Speed up MoE inference in 3 lines:

import mlx_lm
from zmlx.patch import patch

model, tokenizer = mlx_lm.load("mlx-community/Qwen3-30B-A3B-Instruct-2507-4bit")
patch(model)  # +60% prompt, +31% decode — safe on all models, MoE gets the win

Or write custom GPU kernels in one line:

from zmlx.api import elementwise
import mlx.core as mx

# Math formula → compiled Metal kernel → runs on GPU
mish = elementwise("x * tanh(log(1 + exp(x)))", name="mish")
y = mish(mx.random.normal((1024,)))

What's New in v0.6.1

  • Benchmark default fixed: inference_benchmark.py now uses FUSED_ACTIVATIONS by default (matching patch(model) behavior).

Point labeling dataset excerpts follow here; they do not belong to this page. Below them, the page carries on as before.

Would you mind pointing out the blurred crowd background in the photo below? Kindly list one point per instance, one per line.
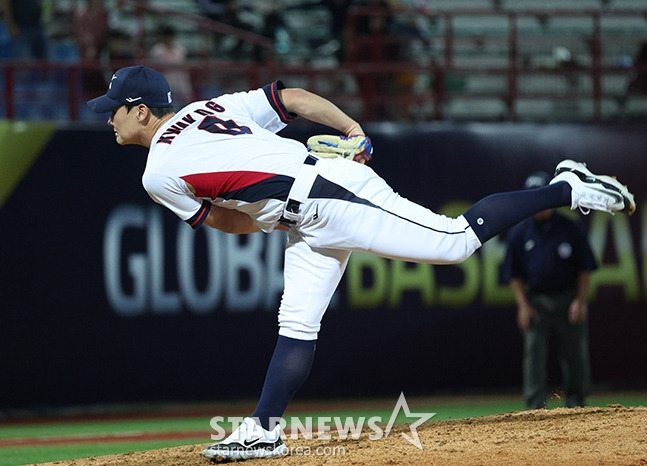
(414, 60)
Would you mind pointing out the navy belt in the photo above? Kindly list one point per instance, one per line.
(292, 206)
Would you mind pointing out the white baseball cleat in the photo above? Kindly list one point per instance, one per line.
(248, 441)
(594, 192)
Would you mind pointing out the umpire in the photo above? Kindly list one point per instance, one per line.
(548, 265)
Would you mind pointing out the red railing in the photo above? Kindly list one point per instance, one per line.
(376, 83)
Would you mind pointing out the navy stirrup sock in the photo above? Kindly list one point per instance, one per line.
(289, 368)
(498, 212)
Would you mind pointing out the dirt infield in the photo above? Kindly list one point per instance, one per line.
(614, 435)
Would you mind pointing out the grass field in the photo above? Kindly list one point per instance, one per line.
(37, 440)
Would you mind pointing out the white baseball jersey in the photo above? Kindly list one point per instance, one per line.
(227, 149)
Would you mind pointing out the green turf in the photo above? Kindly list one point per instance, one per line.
(44, 454)
(445, 408)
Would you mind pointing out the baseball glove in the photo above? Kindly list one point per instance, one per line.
(348, 147)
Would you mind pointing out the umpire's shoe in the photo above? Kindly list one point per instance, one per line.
(248, 441)
(594, 192)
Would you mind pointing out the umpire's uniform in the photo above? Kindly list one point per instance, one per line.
(548, 256)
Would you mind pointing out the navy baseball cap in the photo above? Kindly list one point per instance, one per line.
(537, 180)
(134, 85)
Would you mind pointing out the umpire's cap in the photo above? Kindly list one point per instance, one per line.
(131, 86)
(537, 180)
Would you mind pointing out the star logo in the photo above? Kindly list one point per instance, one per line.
(422, 417)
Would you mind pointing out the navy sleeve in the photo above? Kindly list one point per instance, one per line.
(271, 91)
(200, 216)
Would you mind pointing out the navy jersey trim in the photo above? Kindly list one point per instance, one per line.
(275, 187)
(200, 216)
(271, 92)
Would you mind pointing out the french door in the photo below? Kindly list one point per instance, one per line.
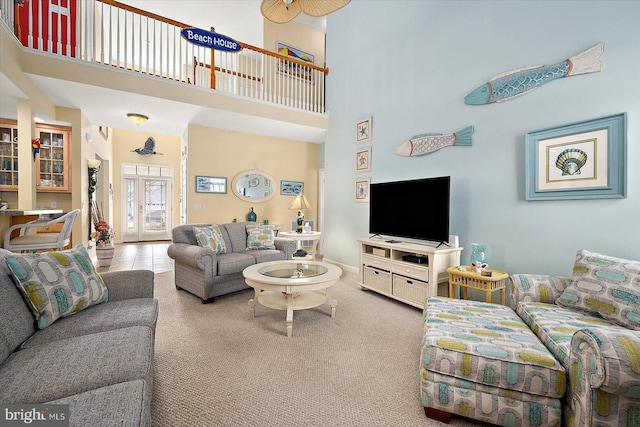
(147, 208)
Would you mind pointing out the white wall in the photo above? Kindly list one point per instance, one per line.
(409, 64)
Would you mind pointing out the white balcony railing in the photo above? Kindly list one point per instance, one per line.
(117, 35)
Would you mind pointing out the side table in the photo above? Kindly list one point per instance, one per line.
(314, 236)
(470, 279)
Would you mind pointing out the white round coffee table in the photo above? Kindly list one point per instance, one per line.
(292, 285)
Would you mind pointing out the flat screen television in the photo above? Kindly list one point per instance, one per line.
(415, 209)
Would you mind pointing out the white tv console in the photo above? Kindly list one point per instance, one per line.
(382, 269)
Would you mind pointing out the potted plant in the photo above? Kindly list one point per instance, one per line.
(103, 236)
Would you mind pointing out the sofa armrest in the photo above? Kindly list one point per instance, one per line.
(129, 284)
(288, 246)
(535, 288)
(605, 358)
(194, 256)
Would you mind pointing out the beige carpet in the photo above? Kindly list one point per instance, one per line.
(215, 366)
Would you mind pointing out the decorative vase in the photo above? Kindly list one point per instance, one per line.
(251, 216)
(105, 255)
(478, 253)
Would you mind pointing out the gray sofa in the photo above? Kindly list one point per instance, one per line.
(98, 361)
(207, 275)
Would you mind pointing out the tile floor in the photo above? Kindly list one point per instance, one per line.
(143, 255)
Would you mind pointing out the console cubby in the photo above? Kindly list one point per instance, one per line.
(384, 269)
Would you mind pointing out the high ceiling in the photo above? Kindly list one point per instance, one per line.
(239, 19)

Previously defaulted to ALL_PATTERNS, giving misleadingly low decode numbers. Use --all-patterns to opt in to norms/softmax.
  • Qwen3-30B-A3B (base) validated: +61% prompt / +37% decode — freshly confirmed on v0.6.1.
  • GLM-4.7-Flash: neutral (gating already @mx.compile-optimized) — expanding support in progress.

Previous highlights (v0.6.0)

  • mode parameter: patch(model, mode="training") for workload-aware preset selection.
  • Validated benchmarks: MoE models get 1.3–1.6x; dense models are neutral; ALL_PATTERNS causes 3–5% regression — docstrings now warn explicitly.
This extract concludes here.